Rere menjadi pendengar yang baik sepanjang perjalanan petualangan mereka. Dia menyukai sifat terbuka Amelia dan cerita cerita lucunya meski beberapa terdengar kurang masuk akal.
Di sini, Rere akhirnya memutuskan merekrut Amel sebagai temannya. Teman yang benar benar berteman.
Gadis tomboy itu menengok arlogi saat sedang mengunyah gorengan.
"Eh, udah waktunya." Ucapnya spontan.
Rere yang duduk di sampingnya mengerutkan dahi. "Kenapa?"
"Kita ke Southbank sekarang?" Gadis itu menarik Rere dan meninggalkan gorengannya di meja. "Ayok!"
"Eh, tunggu sebentar." Rere kembali ke meja yang ia duduki tadi dan mengambil dompetnya yang tergeletak di sana.
"Anak anak ngadain party di SBC, kita nggak boleh telat." Amel menyalakan mesin motor.
Rere dengan sigap duduk di belakang sambil mengenakan helmnya. "Party apa?" gadis itu lalu melihat jam di layar ponselnya. "Jam segini?"
"Ikut aja, ada senior yang ultah gitu. Seru deh pokoknya." Amel memutar pedal gas di tangannya dan langsung melesat menyelinap diantara kendaraan besar di jalanan.
....
Sesampainya di tempat bernama Southbank itu, Rere dikejutkan dengan menampakan tempat tersebut.

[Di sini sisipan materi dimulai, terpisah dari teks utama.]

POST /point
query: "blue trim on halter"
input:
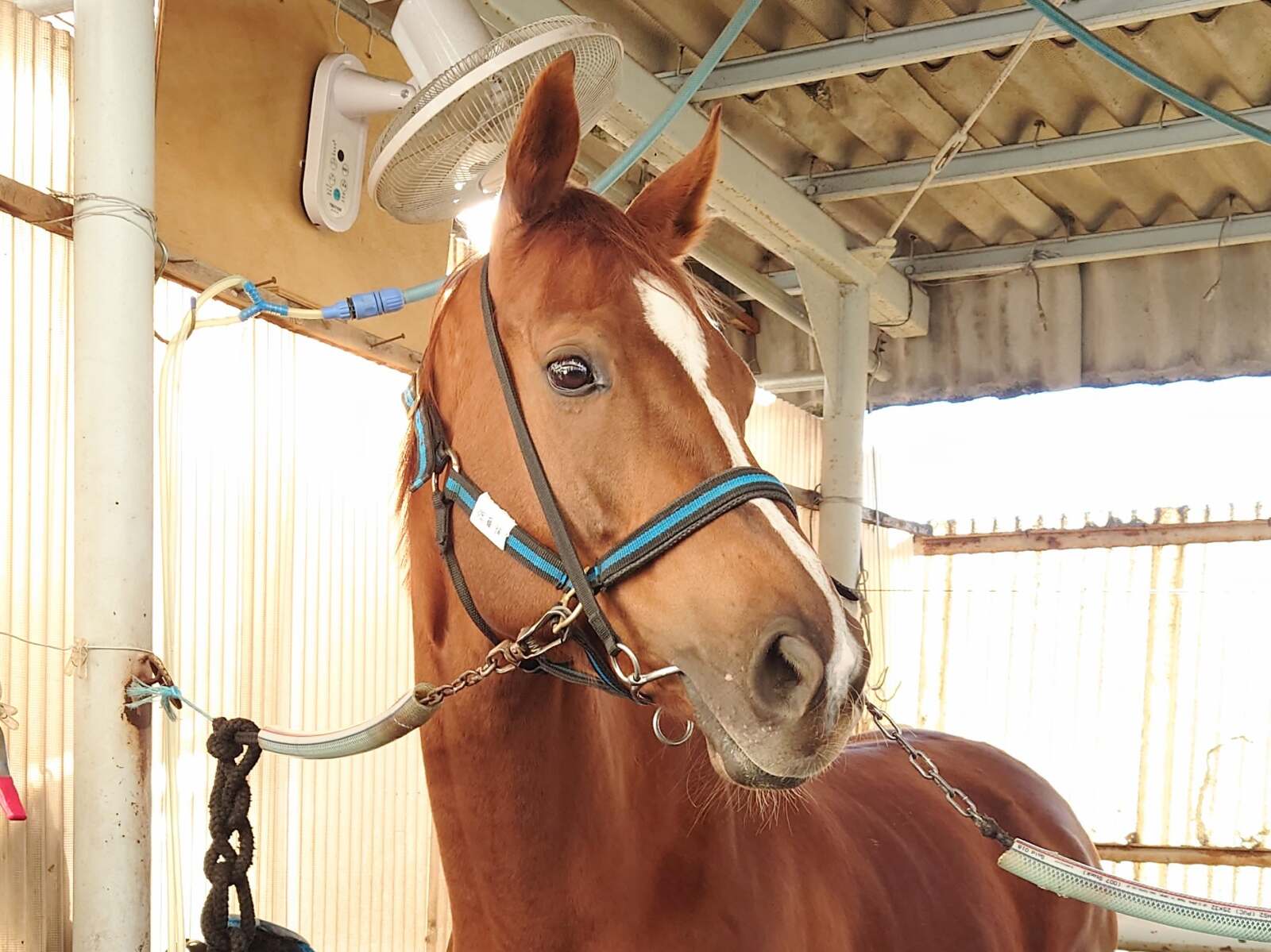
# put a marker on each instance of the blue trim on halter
(421, 440)
(667, 524)
(519, 549)
(540, 565)
(464, 497)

Ia awalnya mengira kalau SBC yang di maksud Amel adalah kafe atau tempat nongkrong semacamnnya. Tapi, ini sangat berbeda. Tempat ini begitu asing, terlihat seperti tempat orang orang clubbing.
Di depan pintu masuk, Rere dan Amel di jegat oleh dua orang penjaga bertubuh besar dan berpakaian serba hitam. Rere merasa gugup, dia hanya berdiri di belakang Amel sambil sedikit meremas pundak temannya itu.

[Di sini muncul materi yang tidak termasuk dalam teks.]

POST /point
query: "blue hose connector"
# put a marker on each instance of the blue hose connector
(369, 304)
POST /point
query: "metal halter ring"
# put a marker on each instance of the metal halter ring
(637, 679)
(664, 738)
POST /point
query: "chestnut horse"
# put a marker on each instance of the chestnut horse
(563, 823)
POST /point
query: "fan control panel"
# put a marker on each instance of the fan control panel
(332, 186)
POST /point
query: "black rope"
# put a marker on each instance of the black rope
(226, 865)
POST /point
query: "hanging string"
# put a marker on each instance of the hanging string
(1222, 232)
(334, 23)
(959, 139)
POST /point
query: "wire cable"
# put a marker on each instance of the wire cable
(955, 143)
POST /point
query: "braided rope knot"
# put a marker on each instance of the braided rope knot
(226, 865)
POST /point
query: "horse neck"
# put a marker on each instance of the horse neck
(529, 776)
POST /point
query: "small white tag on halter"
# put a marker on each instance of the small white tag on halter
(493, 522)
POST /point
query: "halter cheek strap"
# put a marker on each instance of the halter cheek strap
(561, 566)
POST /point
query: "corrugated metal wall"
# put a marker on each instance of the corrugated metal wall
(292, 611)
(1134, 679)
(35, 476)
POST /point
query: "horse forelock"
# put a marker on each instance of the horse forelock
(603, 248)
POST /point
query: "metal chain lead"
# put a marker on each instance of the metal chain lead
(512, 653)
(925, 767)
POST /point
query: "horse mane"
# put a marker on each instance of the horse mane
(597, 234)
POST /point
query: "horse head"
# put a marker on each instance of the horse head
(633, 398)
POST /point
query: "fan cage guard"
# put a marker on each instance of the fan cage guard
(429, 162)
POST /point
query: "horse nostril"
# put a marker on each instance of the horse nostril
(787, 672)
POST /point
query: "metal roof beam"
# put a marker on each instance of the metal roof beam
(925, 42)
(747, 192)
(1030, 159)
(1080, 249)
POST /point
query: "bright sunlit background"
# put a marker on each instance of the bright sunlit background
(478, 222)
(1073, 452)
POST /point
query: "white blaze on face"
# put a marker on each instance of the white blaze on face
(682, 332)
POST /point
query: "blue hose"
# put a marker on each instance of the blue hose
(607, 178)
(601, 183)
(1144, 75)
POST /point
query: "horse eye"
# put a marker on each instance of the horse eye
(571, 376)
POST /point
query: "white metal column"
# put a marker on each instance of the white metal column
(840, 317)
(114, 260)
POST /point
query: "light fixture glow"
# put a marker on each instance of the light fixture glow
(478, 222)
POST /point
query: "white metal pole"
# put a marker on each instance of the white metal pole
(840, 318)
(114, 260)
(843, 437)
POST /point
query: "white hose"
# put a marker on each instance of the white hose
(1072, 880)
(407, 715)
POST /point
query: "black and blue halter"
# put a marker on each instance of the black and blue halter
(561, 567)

"Kartu identitas?" salah satu penjaga itu menatap Amel.
Amel terlihat cukup santai saat ditatap dengan sorot mata tajam sang penjaga, dia seperti sudah terbiasa.
"Temen Kak Roni, SMA Taruna Bakti Husada, Ameliaβ" gadis itu menoleh pada temannya yang bersembunyi di belakang dan menunjuknya dengan sebuah isyarat. "Renata."
"Oke."
Kedua penjaga itu mempersilahkan mereka masuk.

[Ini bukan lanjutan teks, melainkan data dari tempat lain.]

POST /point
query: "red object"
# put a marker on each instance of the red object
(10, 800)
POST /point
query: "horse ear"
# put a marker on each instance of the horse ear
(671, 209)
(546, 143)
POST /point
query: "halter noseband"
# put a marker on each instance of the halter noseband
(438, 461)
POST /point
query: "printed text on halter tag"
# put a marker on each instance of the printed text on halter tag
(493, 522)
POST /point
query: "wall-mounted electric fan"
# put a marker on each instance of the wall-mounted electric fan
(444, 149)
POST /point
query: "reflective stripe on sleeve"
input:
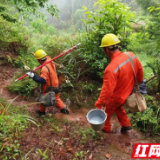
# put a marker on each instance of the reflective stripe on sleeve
(122, 64)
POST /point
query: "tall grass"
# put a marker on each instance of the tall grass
(13, 120)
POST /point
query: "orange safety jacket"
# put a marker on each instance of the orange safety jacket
(118, 79)
(53, 74)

Rere yang masih bingung hanya bisa ikut dan mengekor di belakang Amel seperti marmut kecil. Dia punya firasat aneh di tempat ini. Suasananya sangat tidak nyaman.
"Kok bisa diijinin masuk?" Rere akhirnya bertanya karena sangat penasaran.
Amel hanya menyeringai. "Iya, lah. Itu cuma formalitas doang. Sebenernya siapapun bebas masuk sini asal nggak bikin keributan."
"Oh." gadis berambut kastanye itu hanya mampu mangut mangut.
Sampai di dalam Club, netranya di suguhi pemandangan yang luar biasa aneh. Bukan seperti pesta ulang tahun yang sering ia datangi sebelum sebelumnya, tempat ini jauh lebih kacau dari dugaan Rere.
Ruangan yang luas yang terdiri dari Bar, Diskotik, Tempat karaoke dan Kamar penginapan ini membuat Rere merinding ngeri.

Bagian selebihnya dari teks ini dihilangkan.